Movido por estas reflexiones, decidí adoptar una nueva actitud ante la cámara. Por una vez en mi breve carrera de actor, representé un papel sin duplicidad. Representé al sacerdote como si en mi cabeza no hubiera nada, sino sus palabras, su compasión y su horror, que quedaron grabados en mi rostro. Cuando conversaba con el noble para obtener su arrepentimiento, rezaba realmente para que sus crímenes pudieran ser borrados y todos los niños volvieran junto a sus madres. Esperaba que el actor que representaba al noble pensara que sus crímenes eran reales. ¿De qué otra manera podía pretender cometerlos, arrepentirse y morir por ellos?

Mi intervención en esta película fue mi último trabajo como actor. No es a mí a quien corresponde decidir si fue la mejor, ya que el lector puede tener la oportunidad de juzgar por sí mismo, pues la película está siendo aún presentada al público. Lo que merece ser destacado es que mi nueva actitud ante el trabajo de actor, en el que ahora quise ser sin reservas ni distracciones internas el personaje que me tocaba representar, abolió el valor que podía tener la actuación para mí. No había razón para ser otra persona si realmente yo iba a ser otra persona. Y también podía seguir siendo yo mismo. Por otra parte, el trabajo era muy agobiante y me dejaba menos tiempo del que yo deseaba para mis ocupaciones solitarias.

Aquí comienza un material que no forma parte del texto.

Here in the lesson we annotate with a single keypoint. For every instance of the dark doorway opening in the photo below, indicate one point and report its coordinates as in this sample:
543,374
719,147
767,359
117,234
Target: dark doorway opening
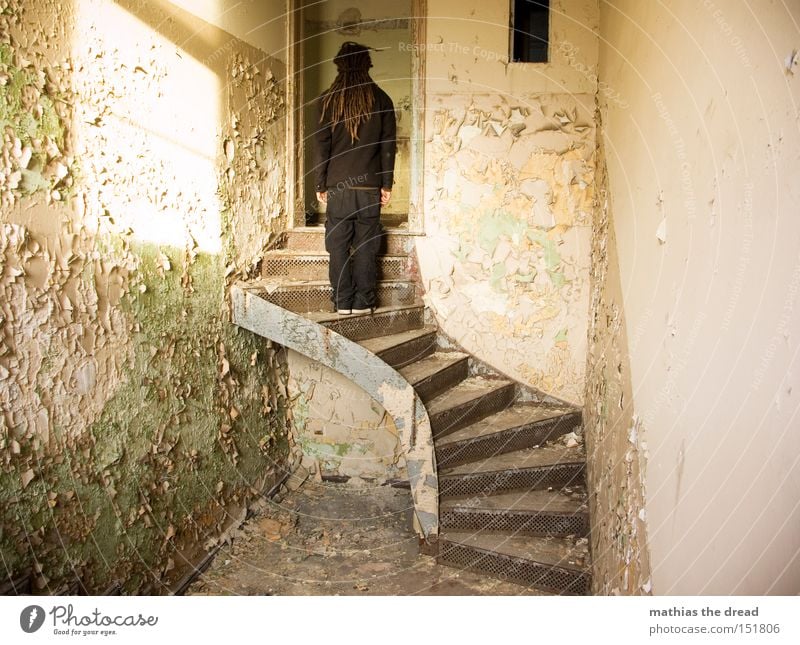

Regresé a la capital una vez terminado el rodaje y alquilé una habitación junto al mercado central, en el corazón de la ciudad. Estaba amueblada, o mejor dicho, desamueblada, con el mismo estilo de mi antigua habitación. Lucrecia volvió a ser mi compañera habitual y con ella compartí las ideas acerca del bien y del mal que nacían de mis entrevistas con el profesor Bulgaraux, al igual que de mi intervención en la película sobre el noble. Ella tenía una tranquila, independiente inteligencia, y nunca debió necesitar el consejo liberador de su madre. Un día, sin embargo, ocurrió algo que cambió nuestra amistad o hizo posible un cambio en nuestras relaciones. Vino a mi habitación directamente de la peluquería y, tras admirar su peinado y pensar en abrazarla largamente, le ofrecí unas copas y empezamos a hablar.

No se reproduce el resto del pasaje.